With all of this, your road.erl file should now look like this (minus comments):

-module(road).
-compile(export_all).

main([FileName]) ->
    {ok, Bin} = file:read_file(FileName),
    Map = parse_map(Bin),
    io:format("~p~n",[optimal_path(Map)]),
    erlang:halt(0).

%% Transform a string into a readable map of triples
parse_map(Bin) when is_binary(Bin) ->
    parse_map(binary_to_list(Bin));
parse_map(Str) when is_list(Str) ->
    Values = [list_to_integer(X) || X <- string:tokens(Str,"\r\n\t ")],
    group_vals(Values, []).

group_vals([], Acc) ->
    lists:reverse(Acc);
group_vals([A,B,X|Rest], Acc) ->
    group_vals(Rest, [{A,B,X} | Acc]).

%% Picks the best of all paths, woo!
optimal_path(Map) ->
    {A,B} = lists:foldl(fun shortest_step/2, {{0,[]}, {0,[]}}, Map),
    {_Dist,Path} = if hd(element(2,A)) =/= {x,0} -> A;
                      hd(element(2,B)) =/= {x,0} -> B
                   end,
    lists:reverse(Path).

%% actual problem solving
%% change triples of the form {A,B,X}
%% where A,B,X are distances and a,b,x are possible paths
%% to the form {DistanceSum, PathList}.
shortest_step({A,B,X}, {{DistA,PathA}, {DistB,PathB}}) ->
    OptA1 = {DistA + A, [{a,A}|PathA]},
    OptA2 = {DistB + B + X, [{x,X}, {b,B}|PathB]},
    OptB1 = {DistB + B, [{b,B}|PathB]},
    OptB2 = {DistA + A + X, [{x,X}, {a,A}|PathA]},
    {erlang:min(OptA1, OptA2), erlang:min(OptB1, OptB2)}.

And running the code:

$ erlc road.erl
$ erl -noshell -run road main road.txt
[{b,10},{x,30},{a,5},{x,20},{b,2},{b,8}]

And yep, it's right!
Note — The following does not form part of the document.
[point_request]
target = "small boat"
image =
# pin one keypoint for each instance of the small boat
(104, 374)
It's pretty much all you need to do to get things to work. You could make yourself a bash/batch file to wrap the line into a single executable, or you could check out escript to get similar results.
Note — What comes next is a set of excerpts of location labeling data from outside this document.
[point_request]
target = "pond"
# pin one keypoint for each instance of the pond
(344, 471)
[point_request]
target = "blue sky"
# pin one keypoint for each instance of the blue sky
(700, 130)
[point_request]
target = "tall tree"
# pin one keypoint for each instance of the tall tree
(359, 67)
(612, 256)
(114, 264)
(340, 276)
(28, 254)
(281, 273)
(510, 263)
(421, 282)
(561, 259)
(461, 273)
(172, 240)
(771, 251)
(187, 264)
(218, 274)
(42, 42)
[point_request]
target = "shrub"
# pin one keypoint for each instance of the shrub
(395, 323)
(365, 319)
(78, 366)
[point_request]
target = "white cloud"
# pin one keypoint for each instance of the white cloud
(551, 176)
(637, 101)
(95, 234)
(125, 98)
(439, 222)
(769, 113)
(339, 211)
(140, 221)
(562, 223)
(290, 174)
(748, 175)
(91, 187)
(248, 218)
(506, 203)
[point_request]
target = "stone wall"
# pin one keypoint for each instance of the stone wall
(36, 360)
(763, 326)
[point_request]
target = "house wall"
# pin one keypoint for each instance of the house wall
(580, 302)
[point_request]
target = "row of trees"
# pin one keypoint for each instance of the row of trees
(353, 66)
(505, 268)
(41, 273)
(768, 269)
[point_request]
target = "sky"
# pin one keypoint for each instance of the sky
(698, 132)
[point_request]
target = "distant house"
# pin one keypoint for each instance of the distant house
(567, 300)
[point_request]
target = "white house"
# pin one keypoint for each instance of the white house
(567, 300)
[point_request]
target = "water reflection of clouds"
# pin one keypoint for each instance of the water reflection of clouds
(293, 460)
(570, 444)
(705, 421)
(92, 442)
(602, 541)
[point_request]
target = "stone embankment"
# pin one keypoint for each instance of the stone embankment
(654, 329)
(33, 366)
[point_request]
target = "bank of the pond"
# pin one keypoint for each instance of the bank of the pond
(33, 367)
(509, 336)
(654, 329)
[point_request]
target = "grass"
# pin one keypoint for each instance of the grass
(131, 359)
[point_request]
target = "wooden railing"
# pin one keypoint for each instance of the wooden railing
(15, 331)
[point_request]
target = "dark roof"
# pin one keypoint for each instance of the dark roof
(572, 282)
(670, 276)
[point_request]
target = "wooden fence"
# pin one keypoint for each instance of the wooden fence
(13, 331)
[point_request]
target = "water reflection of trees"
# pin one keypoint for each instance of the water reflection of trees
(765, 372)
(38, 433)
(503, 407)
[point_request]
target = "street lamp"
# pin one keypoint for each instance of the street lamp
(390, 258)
As we've seen with these two exercises, solving problems is much easier when you break them off in small parts that you can solve individually before piecing everything together. It's also not worth much to go ahead and program something without understanding it. Finally, a few tests are always appreciated. They'll let you make sure everything works fine and will let you change the code without changing the results at the end.